Fund managers investing in Hargreaves Lansdown are torn on whether to add to positions as the company readies the next phase of its Retail Distribution Review (RDR)-friendly business model.
While Hargreaves shares have risen 63% over the past 12 months, Newton’s Richard Wilmot (pictured) expects volume growth to provide another leg-up for the company, as it moves to change its charging structure.
Wilmot introduced Hargreaves to his £2.2bn Newton Higher Income fund this year.
“Assets under management at Hargreaves are relatively low for the size of the market opportunity. They have got the potential to grow even in a falling market,” he said.
“AUM at Hargreaves is relatively low for the size of the market opportunity.
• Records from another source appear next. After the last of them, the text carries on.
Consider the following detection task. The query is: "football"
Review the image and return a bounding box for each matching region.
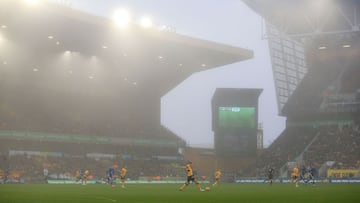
[205,187,211,191]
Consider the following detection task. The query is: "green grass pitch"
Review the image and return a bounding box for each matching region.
[0,183,360,203]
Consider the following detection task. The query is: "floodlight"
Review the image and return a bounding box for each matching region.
[0,32,5,43]
[113,9,130,27]
[140,17,153,28]
[24,0,40,5]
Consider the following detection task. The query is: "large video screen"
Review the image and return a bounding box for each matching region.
[218,107,255,128]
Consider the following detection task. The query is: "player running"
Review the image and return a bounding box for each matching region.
[304,165,316,185]
[120,166,127,188]
[265,167,275,185]
[107,167,116,187]
[291,165,299,187]
[81,169,90,185]
[179,161,204,191]
[212,169,222,186]
[75,170,81,183]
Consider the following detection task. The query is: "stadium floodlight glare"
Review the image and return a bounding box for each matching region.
[113,9,131,27]
[140,17,153,28]
[342,44,351,48]
[24,0,40,5]
[1,25,7,29]
[318,46,327,50]
[0,32,4,42]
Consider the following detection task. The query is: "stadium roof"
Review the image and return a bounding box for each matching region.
[243,0,360,39]
[0,0,253,96]
[243,0,360,117]
[0,0,253,139]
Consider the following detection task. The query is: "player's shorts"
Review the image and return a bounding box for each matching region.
[187,175,196,183]
[120,176,125,181]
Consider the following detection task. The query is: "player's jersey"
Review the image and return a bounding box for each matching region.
[215,170,221,179]
[309,167,315,176]
[268,168,274,177]
[121,167,127,177]
[75,170,80,179]
[108,168,115,177]
[293,167,299,177]
[268,168,274,174]
[84,170,89,178]
[185,164,193,176]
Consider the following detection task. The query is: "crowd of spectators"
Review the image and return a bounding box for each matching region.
[0,138,185,183]
[253,126,318,177]
[2,120,360,182]
[251,123,360,178]
[303,124,360,170]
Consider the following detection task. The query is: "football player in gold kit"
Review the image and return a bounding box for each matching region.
[291,165,300,187]
[212,169,222,186]
[120,166,127,188]
[179,161,204,191]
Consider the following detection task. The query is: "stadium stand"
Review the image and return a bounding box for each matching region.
[243,0,360,180]
[0,0,252,183]
[2,0,360,183]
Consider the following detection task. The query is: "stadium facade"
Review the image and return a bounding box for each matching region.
[0,0,253,182]
[243,0,360,179]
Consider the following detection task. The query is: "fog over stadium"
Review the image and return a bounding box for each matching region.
[62,0,286,148]
[1,0,359,195]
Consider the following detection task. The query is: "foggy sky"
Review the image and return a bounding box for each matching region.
[67,0,286,148]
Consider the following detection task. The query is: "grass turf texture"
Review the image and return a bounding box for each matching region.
[0,183,360,203]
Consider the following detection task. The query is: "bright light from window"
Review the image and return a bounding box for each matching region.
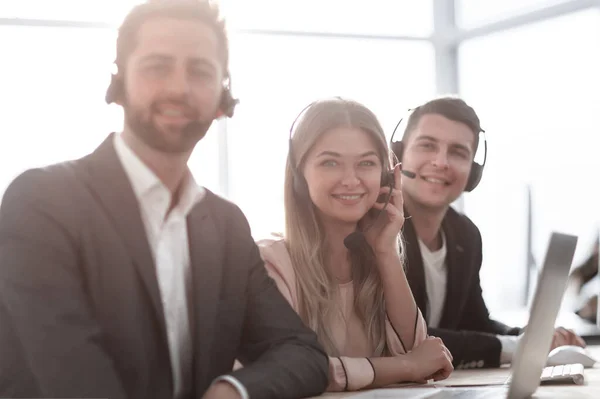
[0,1,143,24]
[457,0,576,28]
[459,9,600,311]
[222,0,433,37]
[227,33,435,238]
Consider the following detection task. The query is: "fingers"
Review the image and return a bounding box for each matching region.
[377,185,404,208]
[433,365,453,381]
[428,336,454,380]
[558,327,586,347]
[552,329,568,349]
[433,354,454,381]
[443,344,454,362]
[371,198,405,224]
[430,336,453,362]
[393,163,402,189]
[556,327,570,343]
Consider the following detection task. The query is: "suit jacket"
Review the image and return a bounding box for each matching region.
[0,135,328,399]
[404,207,521,369]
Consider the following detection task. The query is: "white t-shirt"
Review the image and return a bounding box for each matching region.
[418,232,448,328]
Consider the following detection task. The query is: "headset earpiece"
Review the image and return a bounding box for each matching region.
[291,166,311,202]
[104,71,239,118]
[377,169,395,204]
[464,130,487,191]
[219,86,238,118]
[380,170,395,189]
[105,74,124,105]
[288,101,319,203]
[465,163,483,192]
[390,140,404,164]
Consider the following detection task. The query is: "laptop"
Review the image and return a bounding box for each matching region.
[351,231,579,399]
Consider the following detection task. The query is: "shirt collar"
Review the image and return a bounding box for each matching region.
[113,133,205,216]
[418,230,447,262]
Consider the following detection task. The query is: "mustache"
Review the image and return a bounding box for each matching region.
[151,99,199,120]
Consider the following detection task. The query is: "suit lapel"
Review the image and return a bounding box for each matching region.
[403,213,429,321]
[187,197,224,387]
[438,215,467,329]
[78,134,167,340]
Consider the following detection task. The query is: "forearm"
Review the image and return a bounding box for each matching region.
[378,253,419,350]
[232,338,328,399]
[367,356,414,387]
[327,356,413,392]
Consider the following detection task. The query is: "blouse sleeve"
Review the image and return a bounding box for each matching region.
[385,307,428,355]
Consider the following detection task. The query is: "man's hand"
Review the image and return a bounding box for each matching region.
[202,381,242,399]
[550,327,586,350]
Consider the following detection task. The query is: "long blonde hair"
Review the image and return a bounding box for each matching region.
[284,97,403,356]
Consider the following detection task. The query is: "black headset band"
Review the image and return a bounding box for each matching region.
[390,109,488,170]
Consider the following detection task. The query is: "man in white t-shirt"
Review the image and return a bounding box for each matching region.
[392,96,585,369]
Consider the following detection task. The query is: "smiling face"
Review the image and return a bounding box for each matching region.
[302,126,383,228]
[400,113,475,211]
[122,16,224,154]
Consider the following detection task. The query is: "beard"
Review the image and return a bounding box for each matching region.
[123,97,214,154]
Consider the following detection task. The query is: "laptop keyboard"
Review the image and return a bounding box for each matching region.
[540,363,585,385]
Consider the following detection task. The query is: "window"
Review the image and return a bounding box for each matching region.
[222,0,433,37]
[457,0,575,28]
[459,9,600,311]
[227,33,435,237]
[0,1,142,24]
[0,25,222,197]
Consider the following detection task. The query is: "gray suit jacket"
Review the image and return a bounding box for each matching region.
[0,134,328,399]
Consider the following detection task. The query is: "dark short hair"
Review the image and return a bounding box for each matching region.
[403,96,483,151]
[114,0,229,73]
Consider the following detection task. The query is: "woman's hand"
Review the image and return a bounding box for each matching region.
[362,163,405,260]
[403,336,454,382]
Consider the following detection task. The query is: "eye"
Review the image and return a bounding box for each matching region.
[145,63,169,76]
[451,149,470,160]
[320,159,338,167]
[190,67,214,79]
[358,160,377,167]
[419,142,435,150]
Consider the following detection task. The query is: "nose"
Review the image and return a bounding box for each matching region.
[431,149,450,169]
[165,66,191,97]
[340,166,361,188]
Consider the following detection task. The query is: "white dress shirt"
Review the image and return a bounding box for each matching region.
[419,232,448,328]
[114,134,248,399]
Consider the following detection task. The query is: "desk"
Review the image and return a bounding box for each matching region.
[309,346,600,398]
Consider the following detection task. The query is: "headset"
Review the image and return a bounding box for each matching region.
[388,108,487,192]
[287,99,395,250]
[104,71,239,118]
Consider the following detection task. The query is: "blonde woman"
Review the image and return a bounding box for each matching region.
[258,98,454,391]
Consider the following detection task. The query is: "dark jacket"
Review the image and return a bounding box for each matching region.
[404,206,520,369]
[0,134,329,399]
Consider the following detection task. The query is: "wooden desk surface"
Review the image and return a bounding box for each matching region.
[309,346,600,398]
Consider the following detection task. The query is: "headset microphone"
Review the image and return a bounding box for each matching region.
[401,170,416,179]
[343,231,367,250]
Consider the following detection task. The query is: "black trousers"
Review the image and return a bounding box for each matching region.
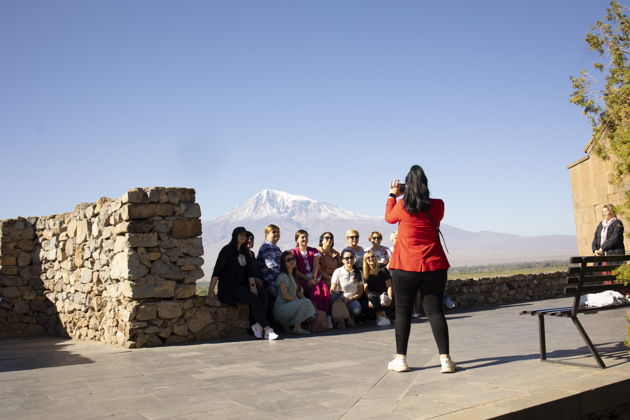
[234,285,269,328]
[366,292,394,318]
[391,269,449,355]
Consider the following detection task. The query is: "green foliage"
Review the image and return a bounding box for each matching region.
[613,263,630,285]
[570,1,630,217]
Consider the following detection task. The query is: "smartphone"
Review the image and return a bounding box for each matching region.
[398,183,406,194]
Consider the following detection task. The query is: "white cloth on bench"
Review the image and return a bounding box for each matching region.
[579,290,630,308]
It has the potential to grow even in a falling market” Newton’s Richard Wilmot
But with the group about to introduce a new fee structure as the industry moves away from the old commission model, others are more circumspect.
Nick Train, manager of the £708m CF Lindsell Train UK Equity fund, holds 6.4% of his portfolio in Hargreaves.
He described himself as a “happy holder” of the stock but said he has not been actively adding to his position in recent months.
Similarly, Liontrust’s Anthony Cross and Julian Fosh have allowed their position in the stock to dilute over time.
Cross said uncertainty prompted by the change in regulations means the pair are holding less of the company than they would otherwise want.
They sold part of their £250m UK Growth fund’s stake in Hargreaves earlier this year, and the stock now accounts for 0.5% of their £1.1bn Special Situations portfolio and 1.1% of UK Growth.
“It is not a big holding any more, which is a pity because it is due to the regulatory risk rather than a dislike of the company,” said Cross.“The worry is not that Hargreaves loses market share, but whether it can, in effect, switch one form of revenue stream for another.”
Train remains confident the wealth manager will not be forced into major concessions on price.
“We have no idea how things are going to work out in miniscule detail, but when a company is offering something its customers clearly value so much, there will likely be a charging structure that satisfies all parties,” he said.
Securing the right model will be crucial to Hargreaves’ future revenue stream, which could have an impact on dividends as well as growth.
Hargreaves already has a relatively high dividend payout ratio at around 60% of earnings, but Wilmot argued cashflows justify holding the stock for income.
“We are generally more comfortable with lower payout ratios [in the financials space], but Hargreaves is a very asset-light model,” he said.
“In terms of dividend growth, the lever is not a change in the ratio, it is the operational cashflow in the business.”